At a press conference yesterday, German police announced they had identified two suspects in the case: Two men were photographed by surveillance cameras carrying the suitcases into the Cologne railway station--the station from which the Dortmund and Koblenz trains had departed. The suitcases had been stuffed with clothes to prevent the gasoline bottles from rattling. On examination, the clothes proved to contain little pieces of paper covered in Arabic lettering.

With London and Toronto, the German suitcase bombs raise to three the number of mega-murder plots exposed in this single summer. Had police been less vigilant or less lucky, we could well now be mourning the deaths of thousands of American and British air travellers, Canadian office workers and German commuters.

But let's not get carried away by relief and enthusiasm.

For even as Western police forces become more capable, our terrorist enemies become in their way more dangerous.

Increasingly they are born on native soil. They speak the language with a local accent--and are protected by all the legal rights of citizenship.

Three of the 24 British suspects arrested have turned out to be converts to Islam. Daniel Pipes has long warned that extremist Islam might replace radical leftism as the default ideology for angry and alienated young people looking for an alternative to democratic capitalism. Those warnings seem now to be coming true.

It might have been hoped that the spread of extremism among Western Muslim communities would jolt those communities into soul-searching and self-criticism; into a rejection of violence, intolerance and anti-Semitism. Some suggested that Western Muslim communities would develop a new democratic Islam that might be re-exported back into the Middle East.

No doubt there are individual Muslims in the West working hard at these vital tasks even as we speak. But at the same time, it has also become evident that many of the organized Muslim groups in the West have reacted in exactly the opposite way. For some of these groups, terror has ceased to be (if it ever was) a community disgrace--and has come to be seen instead as an exploitable opportunity.

On Aug. 12, for example, 38 British Muslim groups as well as three of the four British Muslim MPs published an open letter to Prime Minister Tony Blair, blaming his government for bringing terrorist attacks upon Britain:

"It is our view that current British government policy risks putting civilians at increased risk both in the U.K. and abroad. . . . The debacle of Iraq and now the failure to do more to secure an immediate end to the attacks on civilians in the Middle East not only increases the risk to ordinary people in that region, it is also ammunition to extremists who threaten us all." The letter writers demanded immediate changes to British policy toward both Iraq and Israel.

(The full text can be read at http://news.bbc.co.uk/2/hi/uk_news/4786159.stm.)

United Kingdom Home Secretary John Reid brusquely dismissed the letter as dressed-up extortion.

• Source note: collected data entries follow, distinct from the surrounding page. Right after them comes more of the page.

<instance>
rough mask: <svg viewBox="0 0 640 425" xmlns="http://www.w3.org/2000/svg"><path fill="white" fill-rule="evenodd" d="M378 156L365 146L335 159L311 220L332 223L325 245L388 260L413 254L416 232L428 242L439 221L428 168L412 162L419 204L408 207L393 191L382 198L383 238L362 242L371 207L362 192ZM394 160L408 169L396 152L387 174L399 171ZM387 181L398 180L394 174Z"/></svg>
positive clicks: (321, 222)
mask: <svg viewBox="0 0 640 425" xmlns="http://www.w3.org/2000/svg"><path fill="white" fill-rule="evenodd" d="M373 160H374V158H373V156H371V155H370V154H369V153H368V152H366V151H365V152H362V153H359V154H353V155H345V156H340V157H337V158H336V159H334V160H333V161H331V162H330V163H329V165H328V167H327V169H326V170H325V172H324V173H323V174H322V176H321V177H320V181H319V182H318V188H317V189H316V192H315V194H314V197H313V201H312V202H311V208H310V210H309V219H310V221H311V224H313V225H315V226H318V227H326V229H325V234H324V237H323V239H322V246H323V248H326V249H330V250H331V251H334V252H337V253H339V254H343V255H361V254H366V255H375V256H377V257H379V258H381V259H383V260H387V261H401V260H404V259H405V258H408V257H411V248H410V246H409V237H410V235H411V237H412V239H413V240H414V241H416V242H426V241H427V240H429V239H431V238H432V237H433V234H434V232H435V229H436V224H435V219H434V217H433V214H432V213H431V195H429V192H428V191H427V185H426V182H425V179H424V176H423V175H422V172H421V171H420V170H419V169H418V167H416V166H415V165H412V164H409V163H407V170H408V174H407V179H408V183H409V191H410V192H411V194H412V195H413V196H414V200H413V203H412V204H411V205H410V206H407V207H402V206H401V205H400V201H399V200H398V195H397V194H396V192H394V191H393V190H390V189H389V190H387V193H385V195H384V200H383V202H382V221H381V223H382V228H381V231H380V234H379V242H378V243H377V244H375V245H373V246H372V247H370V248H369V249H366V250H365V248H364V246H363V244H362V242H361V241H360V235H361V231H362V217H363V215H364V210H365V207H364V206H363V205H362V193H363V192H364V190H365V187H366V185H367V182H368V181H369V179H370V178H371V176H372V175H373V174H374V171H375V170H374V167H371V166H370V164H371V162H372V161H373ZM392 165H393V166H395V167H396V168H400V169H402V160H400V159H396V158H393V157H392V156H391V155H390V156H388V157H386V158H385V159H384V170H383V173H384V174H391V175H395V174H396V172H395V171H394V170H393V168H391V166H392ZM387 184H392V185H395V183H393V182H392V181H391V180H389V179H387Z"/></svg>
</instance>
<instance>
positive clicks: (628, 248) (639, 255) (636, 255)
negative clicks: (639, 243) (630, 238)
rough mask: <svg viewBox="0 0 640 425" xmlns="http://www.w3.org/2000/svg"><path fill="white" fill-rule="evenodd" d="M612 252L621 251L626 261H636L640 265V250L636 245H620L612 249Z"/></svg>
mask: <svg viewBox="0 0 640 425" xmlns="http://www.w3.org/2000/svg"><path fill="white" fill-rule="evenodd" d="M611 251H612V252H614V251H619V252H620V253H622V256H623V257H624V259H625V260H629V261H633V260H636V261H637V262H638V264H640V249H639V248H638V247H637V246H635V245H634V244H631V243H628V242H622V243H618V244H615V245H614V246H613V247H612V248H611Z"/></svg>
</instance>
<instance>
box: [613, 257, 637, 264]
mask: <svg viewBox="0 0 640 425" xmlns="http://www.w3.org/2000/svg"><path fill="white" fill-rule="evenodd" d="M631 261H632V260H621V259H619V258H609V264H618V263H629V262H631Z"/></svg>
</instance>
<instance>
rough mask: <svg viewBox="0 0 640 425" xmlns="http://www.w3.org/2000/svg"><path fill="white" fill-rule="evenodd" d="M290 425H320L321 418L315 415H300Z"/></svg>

The left-wing newspaper The Observer eloquently editorialized:

"If young British Muslims are alienated, that is sad and their anger should be addressed. But anyone whose alienation leads them to want to kill indiscriminately has crossed a line into psychopathic criminality. Policy cannot be dictated by the need to placate such people.

"British Muslim leaders are entitled, along with everybody else, to raise questions about the conduct and consequences of Mr Blair's foreign policy. But they have a more immediate responsibility to promote the truth: that Britain is not the aggressor in a war against Islam; that no such war exists; that there is no glory in murder dressed as martyrdom and that terrorism is never excused by bogus accounts of historical victimization."

That is well said, but it is only the beginning of what needs to be said. There is something more: The willingness of many Muslims in the West to accept "anger" as a justification for terrorism is itself one of terrorism's most important and immediate causes.

The success of police in Germany, London and Toronto offers real hope that the West is making progress against terrorism in North America and Europe. But we are making disturbingly little progress against terrorism's enablers: not just the killers who carry the bombs, but the larger community that while pretending to condemn them, seeks to make use of them.